Devenu ultérieurement ingénieur, il est placé en arrêt-maladie à compter du 22 février 2002.

Reconnu invalide le 11 janvier 2005 à compter du 1er janvier, il est mis à la retraite à l'âge de 60 ans le 28 février 2010.

Mais le salarié saisit la juridiction prud'homale le 20 juin 2003 de diverses demandes, estimant notamment que le fait pour l’employeur de produire en justice une attestation du médecin du travail comportant des éléments tirés de son dossier médical devait être considéré comme une faute de sa part, et conduire à sa condamnation au paiement de dommages-intérêts. 
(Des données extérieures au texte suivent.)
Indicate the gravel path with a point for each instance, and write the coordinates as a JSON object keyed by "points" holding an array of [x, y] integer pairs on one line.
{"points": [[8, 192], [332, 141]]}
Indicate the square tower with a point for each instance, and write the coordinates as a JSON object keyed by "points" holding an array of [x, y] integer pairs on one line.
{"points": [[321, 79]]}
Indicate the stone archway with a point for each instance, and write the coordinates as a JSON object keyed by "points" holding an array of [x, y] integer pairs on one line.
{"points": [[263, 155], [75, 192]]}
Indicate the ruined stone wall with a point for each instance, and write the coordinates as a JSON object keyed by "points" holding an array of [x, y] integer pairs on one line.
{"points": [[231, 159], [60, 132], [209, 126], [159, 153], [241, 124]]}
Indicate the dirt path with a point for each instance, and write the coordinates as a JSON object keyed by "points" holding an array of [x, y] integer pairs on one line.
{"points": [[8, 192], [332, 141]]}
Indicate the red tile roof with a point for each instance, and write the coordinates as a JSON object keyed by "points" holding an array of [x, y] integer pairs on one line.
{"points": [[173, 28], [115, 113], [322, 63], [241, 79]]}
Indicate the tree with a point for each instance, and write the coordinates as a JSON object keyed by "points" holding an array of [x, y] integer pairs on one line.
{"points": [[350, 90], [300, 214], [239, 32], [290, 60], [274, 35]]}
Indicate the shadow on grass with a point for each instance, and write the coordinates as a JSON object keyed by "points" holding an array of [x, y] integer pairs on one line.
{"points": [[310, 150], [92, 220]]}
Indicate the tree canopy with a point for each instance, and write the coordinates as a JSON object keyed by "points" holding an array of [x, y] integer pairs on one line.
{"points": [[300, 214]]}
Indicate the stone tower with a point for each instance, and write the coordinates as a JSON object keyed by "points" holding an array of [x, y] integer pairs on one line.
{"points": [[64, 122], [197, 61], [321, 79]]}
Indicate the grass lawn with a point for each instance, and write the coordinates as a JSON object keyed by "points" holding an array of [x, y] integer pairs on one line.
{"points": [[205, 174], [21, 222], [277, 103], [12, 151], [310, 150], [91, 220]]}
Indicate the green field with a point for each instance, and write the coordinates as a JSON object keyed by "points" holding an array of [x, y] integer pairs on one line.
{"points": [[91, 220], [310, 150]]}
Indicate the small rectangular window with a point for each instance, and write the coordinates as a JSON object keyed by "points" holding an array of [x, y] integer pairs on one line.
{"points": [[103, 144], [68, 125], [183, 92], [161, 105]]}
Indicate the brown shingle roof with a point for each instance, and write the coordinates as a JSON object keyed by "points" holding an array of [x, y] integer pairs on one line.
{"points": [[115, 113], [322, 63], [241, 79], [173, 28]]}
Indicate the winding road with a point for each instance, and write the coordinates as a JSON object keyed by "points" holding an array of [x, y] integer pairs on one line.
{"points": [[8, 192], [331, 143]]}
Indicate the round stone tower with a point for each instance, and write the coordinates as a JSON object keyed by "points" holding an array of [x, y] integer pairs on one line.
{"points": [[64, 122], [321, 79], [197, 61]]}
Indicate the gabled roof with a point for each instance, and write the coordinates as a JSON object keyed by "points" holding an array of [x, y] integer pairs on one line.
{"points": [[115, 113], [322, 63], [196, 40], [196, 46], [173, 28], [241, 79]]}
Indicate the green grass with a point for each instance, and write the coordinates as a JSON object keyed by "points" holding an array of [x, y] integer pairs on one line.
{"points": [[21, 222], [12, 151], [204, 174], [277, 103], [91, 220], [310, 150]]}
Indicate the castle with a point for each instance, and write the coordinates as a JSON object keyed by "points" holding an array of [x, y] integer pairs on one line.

Dans son arrêt du 31 octobre 2013, la Cour d'appel de Metz déboute le salarié de sa demande,

Extrait de l’arrêt :

Vu l'article L. 4623-8 du code du travail, ensemble l'article L. 1110-4 du code de la santé publique ;

Attendu que commet une faute l'employeur qui fait établir et produit en justice une attestation du médecin du travail comportant des éléments tirés du dossier médical du salarié, hormis les informations que le médecin du travail est légalement tenu de communiquer à l'employeur ;

Attendu que, pour rejeter la demande du salarié de dommages-intérêts, l'arrêt retient qu'il résulte de la décision rendue par le Conseil régional de l'ordre des médecins de Lorraine que, si le médecin du travail s'est vu infliger un blâme, c'est au seul motif qu'il a manqué à ses obligations en se dispensant de formuler l'avis qu'il était tenu d'établir en vertu de l'article R. 241-51-1 du code du travail et que le salarié ne démontre pas une quelconque faute de son employeur qualifiée par lui de recel de violation du secret professionnel ;

Mais ce n’est pas l’avis de la Cour de cassation qui casse et annule l’arrêt de la cour d’appel sur ce point.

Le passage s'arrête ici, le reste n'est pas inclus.